Statistical calibration for infinite many future values in linear regression: simultaneous or pointwise tolerance intervals or what else?
本文针对线性回归中无穷多未来y值对应的x值置信集,指出基于同时容忍区间的方法过于保守,而基于逐点容忍区间的方法存在误解,并提出了加权同时容忍区间,能精确满足关键性质,且在实际数据中表现更优。
Abstract Statistical calibration using regression is a useful statistical tool with many applications. For confidence sets for x-values associated with infinitely many future y-values, there is a consensus in the statistical literature that the confidence sets constructed should guarantee a key property. While it is well known that the confidence sets based on the simultaneous tolerance intervals (STIs) guarantee this key property conservatively, it is desirable to construct confidence sets that satisfy this property exactly. Also, there is a misconception that the confidence sets based on the pointwise tolerance intervals (PTIs) also guarantee this property.
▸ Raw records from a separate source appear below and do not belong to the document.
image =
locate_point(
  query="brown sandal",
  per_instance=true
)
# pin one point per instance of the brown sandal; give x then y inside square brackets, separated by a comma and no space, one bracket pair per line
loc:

This paper constructs the weighted simultaneous tolerance intervals (WSTIs) so that the confidence sets based on the WSTIs satisfy this property exactly if the future observations have the x-values distributed according to a known specific distribution F(⋅). Through the lens of the WSTIs, convincing counter examples are also provided to demonstrate that the confidence sets based on the PTIs do not guarantee the key property in general and so should not be used. The WSTIs have been applied to real data examples to show that the WSTIs can produce more accurate calibration intervals than STIs and PTIs.